Crystal-plasticity modeling of phase transformation–viscoplasticity coupling in high-temperature shape memory alloys

Abstract

A coupling between phase transformation and viscoplasticity is observed in HTSMAs during actuation. The dislocations generated and retained phases accumulated are responsible for the coupling. It results in functional fatigue, which is reflected as an alteration in the functional properties of the alloy, and an increase in the irrecoverable deformations. The objective of the present study was to develop a theoretical framework to account for the interactions between viscoplasticity and phase transformation to simulate the alteration in functional properties and generation of irrecoverable deformations. A crystal-plasticity based multi-scale approach was followed to develop the framework. This approach accounts for the mechanisms of: phase transformation, transformation induced plasticity, accumulation of retained martensite, plasticity (in a rate-independent manner), and viscoplasticity (in a rate-dependent manner). The coupling was accounted by a direct effect of the dislocation densities produced by the irrecoverable mechanisms onto the transformation resistance and retained martensite.
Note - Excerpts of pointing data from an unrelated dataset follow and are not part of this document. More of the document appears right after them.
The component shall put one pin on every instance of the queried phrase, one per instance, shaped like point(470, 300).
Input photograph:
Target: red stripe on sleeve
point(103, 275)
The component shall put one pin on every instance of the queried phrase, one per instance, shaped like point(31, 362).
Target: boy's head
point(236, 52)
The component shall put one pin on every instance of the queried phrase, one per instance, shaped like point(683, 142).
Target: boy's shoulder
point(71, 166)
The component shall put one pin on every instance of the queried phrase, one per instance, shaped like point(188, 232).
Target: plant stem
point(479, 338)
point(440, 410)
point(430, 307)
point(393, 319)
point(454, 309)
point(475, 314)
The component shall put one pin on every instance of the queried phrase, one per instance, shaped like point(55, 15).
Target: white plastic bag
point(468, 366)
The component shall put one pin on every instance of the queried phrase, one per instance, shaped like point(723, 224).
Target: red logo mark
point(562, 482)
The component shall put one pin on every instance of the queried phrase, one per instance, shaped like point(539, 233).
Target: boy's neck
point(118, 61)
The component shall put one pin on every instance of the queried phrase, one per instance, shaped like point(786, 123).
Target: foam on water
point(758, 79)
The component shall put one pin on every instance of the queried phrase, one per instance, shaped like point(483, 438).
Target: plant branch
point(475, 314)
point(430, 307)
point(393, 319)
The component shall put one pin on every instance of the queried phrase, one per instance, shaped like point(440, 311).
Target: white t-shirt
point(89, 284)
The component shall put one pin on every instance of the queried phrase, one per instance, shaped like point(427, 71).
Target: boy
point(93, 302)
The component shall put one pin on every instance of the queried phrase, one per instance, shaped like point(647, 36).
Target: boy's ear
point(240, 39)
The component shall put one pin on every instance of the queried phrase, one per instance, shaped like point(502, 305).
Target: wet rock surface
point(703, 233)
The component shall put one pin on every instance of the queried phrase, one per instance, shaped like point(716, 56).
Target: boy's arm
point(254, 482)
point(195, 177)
This resulted in an indirect effect on the functional properties of phase transformation. On simulating the response of single crystals and polycrystals, anisotropic responses are captured at the grain scale (from single crystals), and a nearly isotropic response is captured at the macro scale (from polycrystals). The results show consistency between the functional property trends (such as TT and hysteresis) and those observed experimentally at the macroscale. The contributions of this study are presenting an effect of: (i) texture, (ii) thermal cycling rate and (iii) functional fatigue, through the response of several randomly oriented single crystals and a polycrystal of Ni–Ti–Hf HTSMA.